Qingdao has great potential in tourism, given its scenic setting, clean beaches and mild climate. In 2000, it received 12.9m Chinese tourists and 260,000 foreign visitors (mainly businessmen from South Korea and Japan), who generated Yn10bn of revenue. To generate more tourist interest, Qingdao organises a number of festivals. The star attraction is the annual beer festival, held each August. In 2001, 1.3m visitors came for the cheap beer and the festivities.
Shipping is another high-growth industry, with the cargo business registering doubledigit growth annually in recent years. Last year, Qingdao handled 4.9m tonnes of cargo, 18.8 per cent more than in 1999. The port is now China's seventh largest and is its third largest container port.
Another source of growth is predicted to come from foreign companies, which have increased their investment steadily in Qingdao. By July 2001, there were 10,748 foreign- funded firms, with a combined utilised investment of US$8.9bn in the city.
Among these firms is Lucent Technologies' Qingdao Power Systems Co, which has been producing wireless power equipment for the China market since its inception in 1996. P&O Steam Navigation Co of the UK has a US$21m agreement with Qingdao Port Office to develop the second phase of Qingdao's Qianwan container terminal. Jusco and Carrefour, two retail giants, have set up outlets in downtown Qingdao. There are also many small and medium-sized firms from South Korea, involved in textiles, trading, auto parts, catering and other small-time businesses.

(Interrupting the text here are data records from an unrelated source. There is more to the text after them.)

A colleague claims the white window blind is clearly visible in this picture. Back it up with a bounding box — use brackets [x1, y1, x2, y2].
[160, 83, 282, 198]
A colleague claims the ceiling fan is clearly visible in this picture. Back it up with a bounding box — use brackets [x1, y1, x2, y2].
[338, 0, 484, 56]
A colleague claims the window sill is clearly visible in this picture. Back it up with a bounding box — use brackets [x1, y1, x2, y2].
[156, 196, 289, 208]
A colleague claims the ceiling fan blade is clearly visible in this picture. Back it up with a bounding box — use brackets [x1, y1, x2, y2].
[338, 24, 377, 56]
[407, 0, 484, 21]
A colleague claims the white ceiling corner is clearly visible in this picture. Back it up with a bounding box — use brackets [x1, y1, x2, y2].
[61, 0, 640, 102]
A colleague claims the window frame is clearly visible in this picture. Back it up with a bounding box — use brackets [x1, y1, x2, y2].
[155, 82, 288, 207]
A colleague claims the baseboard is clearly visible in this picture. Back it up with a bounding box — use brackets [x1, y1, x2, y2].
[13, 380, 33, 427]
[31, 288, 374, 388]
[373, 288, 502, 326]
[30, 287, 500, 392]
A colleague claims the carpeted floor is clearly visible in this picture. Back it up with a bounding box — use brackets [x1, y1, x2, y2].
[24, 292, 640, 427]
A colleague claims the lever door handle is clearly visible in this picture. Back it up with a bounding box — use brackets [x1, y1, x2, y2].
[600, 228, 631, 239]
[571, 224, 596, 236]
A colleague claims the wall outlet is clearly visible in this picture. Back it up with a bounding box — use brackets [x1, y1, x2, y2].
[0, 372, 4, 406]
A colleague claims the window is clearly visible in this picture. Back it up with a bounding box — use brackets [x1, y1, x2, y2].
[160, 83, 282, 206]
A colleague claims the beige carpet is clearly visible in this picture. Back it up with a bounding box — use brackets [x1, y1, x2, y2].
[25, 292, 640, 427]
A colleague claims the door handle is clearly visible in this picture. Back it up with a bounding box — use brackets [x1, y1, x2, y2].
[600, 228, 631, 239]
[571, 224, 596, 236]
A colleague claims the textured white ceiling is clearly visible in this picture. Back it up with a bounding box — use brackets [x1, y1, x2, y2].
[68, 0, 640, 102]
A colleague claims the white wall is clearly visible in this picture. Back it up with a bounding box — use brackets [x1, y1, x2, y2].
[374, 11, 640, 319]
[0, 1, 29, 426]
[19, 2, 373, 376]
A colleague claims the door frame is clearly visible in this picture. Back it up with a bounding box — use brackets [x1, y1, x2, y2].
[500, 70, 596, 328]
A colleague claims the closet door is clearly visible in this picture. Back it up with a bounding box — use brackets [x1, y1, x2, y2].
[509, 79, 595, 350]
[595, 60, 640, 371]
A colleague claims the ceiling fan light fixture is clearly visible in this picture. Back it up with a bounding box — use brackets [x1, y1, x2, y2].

Other foreign firms are targeting Qingdao's expected investment in public projects built in advance of the Olympics. "We will participate in upcoming tenders for projects such as the expansion of the airport and the new subway," says Yin Tong, a Siemens manager in Qingdao
Even small-time investors like Lin Kuangju, a Taiwanese businessman selling power-charging devices for mobile phones, plans to do more business in Qingdao. "The market in the south is getting too competitive," he says. "Qingdao could be a good base for doing business in the north-east."